It seems that the Nevada State Democrat Party did not get the memo that Democrats are the inclusive, big tent party. The Nevada Democrat caucuses will be held on Saturday, February 20, 2016 at 11:00 am PST. Holding the caucuses on Saturday during the day makes it problematic for religious Jews and 7th Day Adventists to exercise their democratic rights and participate in the caucuses. Nevada electoral law requires in person attendance to participate in the caucuses. There are no absentee ballot provisions for caucuses.
Jolie Brislin, Nevada regional director of the ADL, said, "We are dismayed to learn that no religious accommodation will be made for those Democratic caucus members who celebrate the Sabbath on Saturday and, therefore, are unable to participate in this key component of the election process. As an organization committed to safe-guarding religious freedom, we feel it is patently unfair to exclude someone from the caucus process because they are religiously observant. We urge the party leadership to reconsider this decision."
The Nevada State Democratic Party justified the choice of a Saturday date by saying it was the most convenient time for the majority of Nevadans.

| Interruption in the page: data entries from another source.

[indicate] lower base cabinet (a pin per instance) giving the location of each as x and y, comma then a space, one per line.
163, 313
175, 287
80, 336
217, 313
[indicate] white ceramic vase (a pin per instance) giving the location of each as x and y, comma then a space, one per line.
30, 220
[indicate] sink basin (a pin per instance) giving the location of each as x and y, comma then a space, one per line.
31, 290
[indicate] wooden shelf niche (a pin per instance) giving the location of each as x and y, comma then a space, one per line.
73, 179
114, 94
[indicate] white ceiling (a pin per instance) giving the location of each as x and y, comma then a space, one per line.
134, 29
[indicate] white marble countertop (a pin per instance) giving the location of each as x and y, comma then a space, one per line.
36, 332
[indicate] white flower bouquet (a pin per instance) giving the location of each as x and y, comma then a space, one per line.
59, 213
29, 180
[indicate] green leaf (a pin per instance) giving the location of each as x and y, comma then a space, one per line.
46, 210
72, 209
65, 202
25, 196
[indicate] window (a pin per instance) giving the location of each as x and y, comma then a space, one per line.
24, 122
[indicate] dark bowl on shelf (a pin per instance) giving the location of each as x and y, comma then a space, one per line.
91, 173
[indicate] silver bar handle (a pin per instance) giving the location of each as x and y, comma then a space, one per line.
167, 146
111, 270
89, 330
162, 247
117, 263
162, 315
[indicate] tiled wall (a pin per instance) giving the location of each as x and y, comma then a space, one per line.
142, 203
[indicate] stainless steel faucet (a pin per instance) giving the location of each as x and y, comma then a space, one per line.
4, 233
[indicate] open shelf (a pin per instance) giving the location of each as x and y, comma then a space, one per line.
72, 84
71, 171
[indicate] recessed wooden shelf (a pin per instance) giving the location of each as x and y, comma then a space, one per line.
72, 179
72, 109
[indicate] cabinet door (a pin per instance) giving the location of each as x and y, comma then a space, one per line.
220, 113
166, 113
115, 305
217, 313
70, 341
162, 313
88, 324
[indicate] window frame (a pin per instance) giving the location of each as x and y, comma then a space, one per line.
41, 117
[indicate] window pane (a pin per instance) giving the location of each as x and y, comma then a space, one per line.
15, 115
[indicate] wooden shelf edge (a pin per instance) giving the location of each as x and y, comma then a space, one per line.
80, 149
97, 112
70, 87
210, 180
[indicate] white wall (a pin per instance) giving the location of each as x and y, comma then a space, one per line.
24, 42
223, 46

Stewart Boss, the Nevada State Democratic Party spokesman, told the Las Vegas Review- Journal, "Saturday at 11 a.m. is the best time to increase access as much as possible for Democrats across Nevada to participate in our First in the West caucuses. Keeping this date is critical to preserving our early-state status in the presidential nominating calendar." The Review-Journal, owned by Sheldon Adelson, was the first to report the problematic Saturday date this election cycle.
Rabbi Shea Harlig, executive director of the Chabad of Southern Nevada, found it strange that the Democratic party chose a Saturday date after the Nevada Republican Party received similar complaints when the 2012 caucuses were held on a Saturday. Harlig said, "I am disappointed in the Democratic Party for their lack of sensitivity in scheduling their caucus on a Saturday which will exclude Sabbath observant people from participating. Four years ago when the Republican Party scheduled their caucus for a Saturday, after realizing their mistake, they scheduled a special caucus for Saturday night for all Sabbath observant people. I hope the Democratic Party will do it as well."
Harlig estimated that 300-400 people participated in the 2012 evening Republican caucus. Two registered Democrats in Nevada, Amy Henry and Tracy Banner, told me that they would have caucused if the caucuses were not held during the Jewish Sabbath. When Henry was called by the Clinton campaign about going to the caucuses, she explained to them that she couldn't because of the Sabbath. As of press time, neither the state party nor the office of the senior US Senator from Nevada, Harry Reid, would answer my questions about the possibility of any accommodations for observant persons. Reid's office referred all questions to the state party.
However, someone from Bernie Sander's campaign, Taimus Werner-Gibbings did contact Rabbi Harlig. He told the rabbi that he will see what he can do to have a caucus on Saturday night. Sanders, being Jewish, might be more sensitive to this issue than the others.
My questions caught the attention of Jon Ralston, the dean of the Nevada political press corps, probably because Nevada zealously guards its first in the West status. He mistakenly thought I was working for a well known Israel supporter. No matter what happens the national party has to think long and hard about front loading the future electoral calendar with the Iowa and Nevada caucuses. Democracy is not achieved by settling votes with coin tosses or disfranchising religious groups.
Two registered Democrats in Nevada, Amy Henry and Tracy Banner, told me that they would have caucused if the caucuses were not held during the Jewish Sabbath. When Henry was called by the Clinton campaign about going to the caucuses, she explained to them that she couldn't because of the Sabbath.